My pickup is a 79 C20 camper special with a factory 14bff. JB7 brake system. The rear drums worked well, if you could keep them adjusted. I messed with them over and over, but could never keep them just right. I decided to go to disc brakes. I went to bleed the rear calipers and didn't have any fluid volume. Ends up the master was bad. I ran the cadilac calipers. They stopped great, if the parking brake adjustment was just right. There were as hard to get right as the drum brakes.

I finally went to the front rotors from a 4x4 k20. Now it is great. I would rather have good hydraulic brakes and no e brake (which I could add) than have crappy service brakes and a crappy e brake that could never hold the truck while it was empty.

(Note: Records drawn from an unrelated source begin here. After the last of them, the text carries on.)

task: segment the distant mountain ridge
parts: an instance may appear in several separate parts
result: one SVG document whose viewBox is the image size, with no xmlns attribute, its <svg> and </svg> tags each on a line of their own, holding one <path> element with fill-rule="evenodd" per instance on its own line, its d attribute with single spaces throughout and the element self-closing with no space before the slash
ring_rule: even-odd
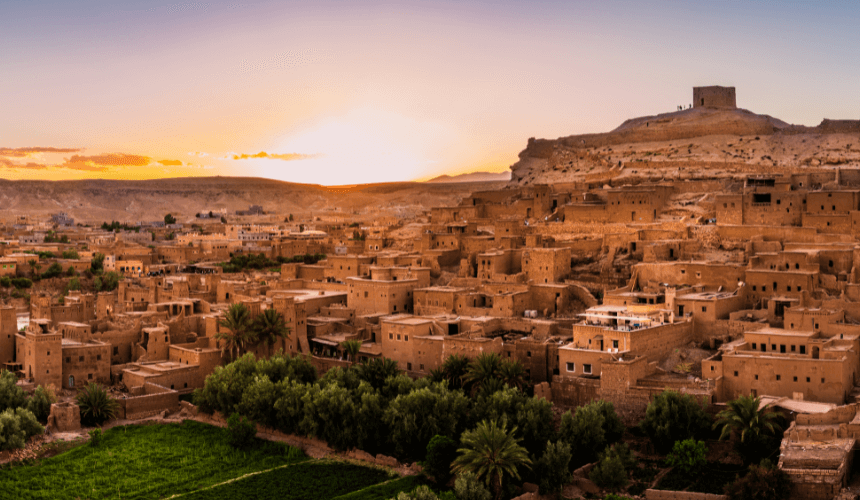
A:
<svg viewBox="0 0 860 500">
<path fill-rule="evenodd" d="M 427 182 L 507 182 L 511 180 L 510 172 L 471 172 L 460 175 L 440 175 Z"/>
</svg>

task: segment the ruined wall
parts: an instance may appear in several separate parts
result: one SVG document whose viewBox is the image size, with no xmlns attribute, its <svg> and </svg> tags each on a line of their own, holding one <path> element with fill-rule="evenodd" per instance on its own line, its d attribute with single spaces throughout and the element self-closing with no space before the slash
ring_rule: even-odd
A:
<svg viewBox="0 0 860 500">
<path fill-rule="evenodd" d="M 179 393 L 157 384 L 146 383 L 144 394 L 117 400 L 120 405 L 120 418 L 140 420 L 157 415 L 163 411 L 179 411 Z"/>
<path fill-rule="evenodd" d="M 737 108 L 734 87 L 693 87 L 694 108 Z"/>
</svg>

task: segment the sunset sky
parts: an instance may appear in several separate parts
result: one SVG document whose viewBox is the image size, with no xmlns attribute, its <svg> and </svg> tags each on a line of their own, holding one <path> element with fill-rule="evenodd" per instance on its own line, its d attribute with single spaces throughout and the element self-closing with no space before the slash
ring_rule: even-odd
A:
<svg viewBox="0 0 860 500">
<path fill-rule="evenodd" d="M 351 184 L 506 170 L 737 87 L 860 118 L 860 3 L 0 2 L 0 177 Z"/>
</svg>

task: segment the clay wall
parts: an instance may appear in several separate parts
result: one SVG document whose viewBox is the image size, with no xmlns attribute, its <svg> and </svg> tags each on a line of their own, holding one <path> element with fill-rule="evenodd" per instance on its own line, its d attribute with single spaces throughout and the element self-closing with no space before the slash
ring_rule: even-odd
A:
<svg viewBox="0 0 860 500">
<path fill-rule="evenodd" d="M 849 234 L 853 231 L 851 214 L 803 214 L 801 225 L 821 233 Z"/>
<path fill-rule="evenodd" d="M 552 378 L 551 401 L 562 408 L 576 408 L 600 399 L 598 378 Z"/>
<path fill-rule="evenodd" d="M 407 371 L 416 371 L 413 366 L 416 359 L 416 337 L 431 335 L 432 323 L 429 320 L 410 318 L 407 322 L 383 321 L 380 345 L 382 356 L 397 361 L 397 365 Z M 422 342 L 424 344 L 426 342 Z"/>
<path fill-rule="evenodd" d="M 693 491 L 645 490 L 645 500 L 726 500 L 725 495 Z"/>
<path fill-rule="evenodd" d="M 157 415 L 165 410 L 168 413 L 179 411 L 179 393 L 147 382 L 143 386 L 144 394 L 119 399 L 122 418 L 140 420 Z"/>
<path fill-rule="evenodd" d="M 734 290 L 744 281 L 745 269 L 740 264 L 708 264 L 704 262 L 643 263 L 633 266 L 640 285 L 668 283 L 670 285 L 707 284 Z"/>
<path fill-rule="evenodd" d="M 807 215 L 847 215 L 857 209 L 857 191 L 812 191 L 806 195 Z"/>
<path fill-rule="evenodd" d="M 811 292 L 818 283 L 818 273 L 747 269 L 747 294 L 753 303 L 774 295 L 801 298 L 804 291 Z"/>
<path fill-rule="evenodd" d="M 503 341 L 501 337 L 488 339 L 484 337 L 469 338 L 468 334 L 452 335 L 444 337 L 441 359 L 445 360 L 453 354 L 474 359 L 485 352 L 494 352 L 501 356 L 502 350 Z"/>
<path fill-rule="evenodd" d="M 443 351 L 444 338 L 441 335 L 416 336 L 413 345 L 413 371 L 426 375 L 439 368 L 445 361 L 442 357 Z"/>
<path fill-rule="evenodd" d="M 714 199 L 717 224 L 741 225 L 744 223 L 742 194 L 718 194 Z"/>
</svg>

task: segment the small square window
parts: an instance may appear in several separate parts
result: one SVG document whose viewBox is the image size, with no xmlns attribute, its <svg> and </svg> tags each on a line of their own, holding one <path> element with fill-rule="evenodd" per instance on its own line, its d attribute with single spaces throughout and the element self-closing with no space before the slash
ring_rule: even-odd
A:
<svg viewBox="0 0 860 500">
<path fill-rule="evenodd" d="M 526 351 L 526 357 L 527 357 L 527 358 L 532 357 L 532 352 L 531 352 L 531 351 Z"/>
<path fill-rule="evenodd" d="M 737 373 L 737 372 L 735 372 L 735 373 Z M 757 375 L 757 374 L 756 374 L 756 376 L 755 376 L 755 379 L 756 379 L 756 380 L 758 380 L 758 375 Z"/>
<path fill-rule="evenodd" d="M 566 363 L 566 365 L 567 371 L 572 373 L 576 370 L 576 365 L 574 365 L 573 363 Z"/>
<path fill-rule="evenodd" d="M 87 379 L 92 380 L 92 379 L 93 379 L 93 374 L 92 374 L 92 373 L 87 373 Z M 173 386 L 171 386 L 170 388 L 171 388 L 171 389 L 173 389 Z"/>
<path fill-rule="evenodd" d="M 756 350 L 756 344 L 755 344 L 755 342 L 753 342 L 753 344 L 752 344 L 752 345 L 753 345 L 753 350 Z"/>
<path fill-rule="evenodd" d="M 738 372 L 735 372 L 735 377 L 737 377 L 737 376 L 738 376 Z"/>
<path fill-rule="evenodd" d="M 782 376 L 781 376 L 781 375 L 777 375 L 777 376 L 776 376 L 776 379 L 777 379 L 777 380 L 782 380 Z"/>
<path fill-rule="evenodd" d="M 588 364 L 582 365 L 582 373 L 591 373 L 591 365 L 588 365 Z"/>
<path fill-rule="evenodd" d="M 821 383 L 822 384 L 824 383 L 824 377 L 821 377 Z"/>
<path fill-rule="evenodd" d="M 794 377 L 794 381 L 797 382 L 797 377 Z"/>
<path fill-rule="evenodd" d="M 809 383 L 809 382 L 810 382 L 809 377 L 806 377 L 806 383 Z"/>
</svg>

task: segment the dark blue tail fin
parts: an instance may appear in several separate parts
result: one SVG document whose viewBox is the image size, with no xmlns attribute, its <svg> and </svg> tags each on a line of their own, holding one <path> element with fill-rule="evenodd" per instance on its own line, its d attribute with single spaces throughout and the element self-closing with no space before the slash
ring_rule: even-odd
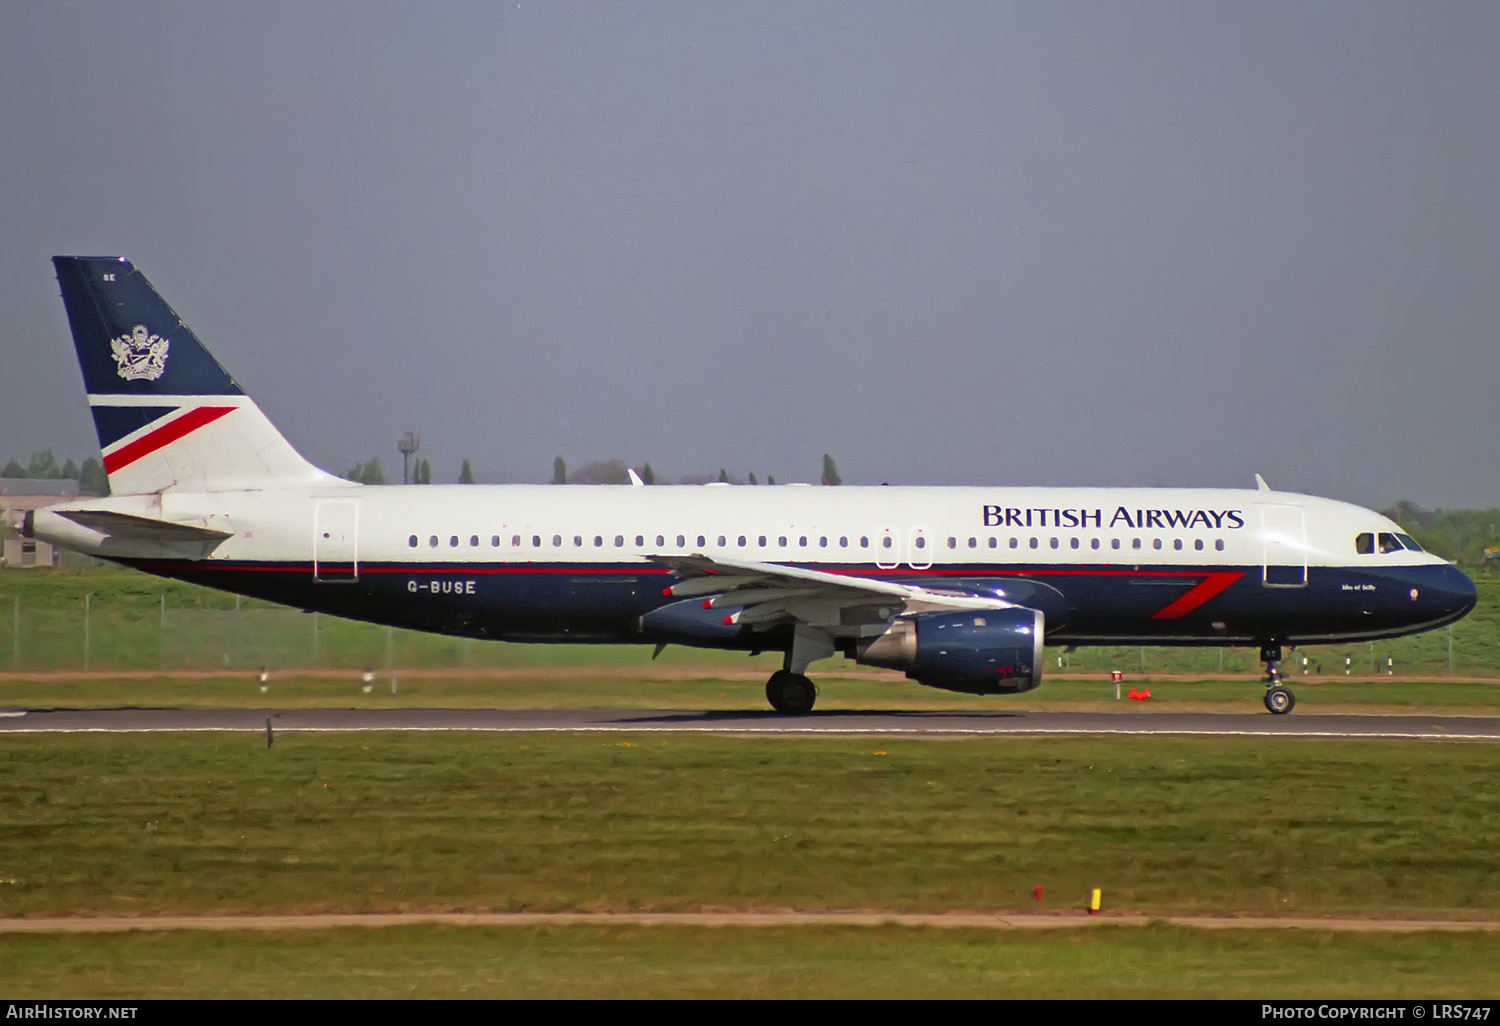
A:
<svg viewBox="0 0 1500 1026">
<path fill-rule="evenodd" d="M 337 480 L 297 454 L 130 261 L 52 263 L 114 494 Z"/>
</svg>

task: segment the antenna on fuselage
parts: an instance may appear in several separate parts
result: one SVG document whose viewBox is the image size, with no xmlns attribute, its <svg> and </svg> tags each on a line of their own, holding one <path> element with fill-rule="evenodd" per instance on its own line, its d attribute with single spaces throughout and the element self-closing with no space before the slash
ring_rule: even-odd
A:
<svg viewBox="0 0 1500 1026">
<path fill-rule="evenodd" d="M 1260 491 L 1260 492 L 1269 492 L 1271 490 L 1271 486 L 1268 485 L 1268 484 L 1266 484 L 1266 479 L 1265 478 L 1261 477 L 1259 474 L 1256 474 L 1255 475 L 1255 490 L 1256 491 Z"/>
</svg>

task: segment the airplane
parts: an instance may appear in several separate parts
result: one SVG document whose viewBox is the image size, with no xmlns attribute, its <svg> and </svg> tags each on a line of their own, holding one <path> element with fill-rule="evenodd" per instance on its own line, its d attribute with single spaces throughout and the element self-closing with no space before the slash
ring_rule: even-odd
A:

I run powerslot cryo rotors and hawk hps pads. I average 60k miles or more for a set of pads.

My master is the stock one for the jb7 C20 and the proportioning valve is from the disc brake kit I bought (over priced, but convenient).

The brakes on my K5, with a 10 bolt rear and stock braking parts, are not too great. My tires are 35" maxxis mudders. I would love to go to disc/ 3/4 ton brakes, but I don't drive it nearly as much as my pickup, so it isn't in the budget so far. The oversize tires and wheels really kill the performance. The parts are Napa shoes, and probably unknown, stock discs, drums, and pads. It will stop hard when I get on it, but it takes a lot of force from the driver and it really nose dives (6" lift).

My pickup has single piston calipers and I used the same stock hoses on the rear, that I have on the front. I can lock up the tires fairly easy. I am pretty good at really getting on them hard, when needed, but not quite reaching the lockup point. If they do lockup, I seem to be able to back off the pressure pretty quickly to avoid skidding. I wouldn't consider super expensive calipers when stock parts can be used to get this performance. I have a lot of aftermarket (read, expensive) parts on my truck and it can be a pain to get parts for them. I usually have warning to buy rotors or pads ahead of time, and the starter, dizzy, alternator, and water pump are not cheap off the shelf parts that I want to just exchange out. I have to order parts for them or send them out. It can be a pain finding the line between performance and availability and cost.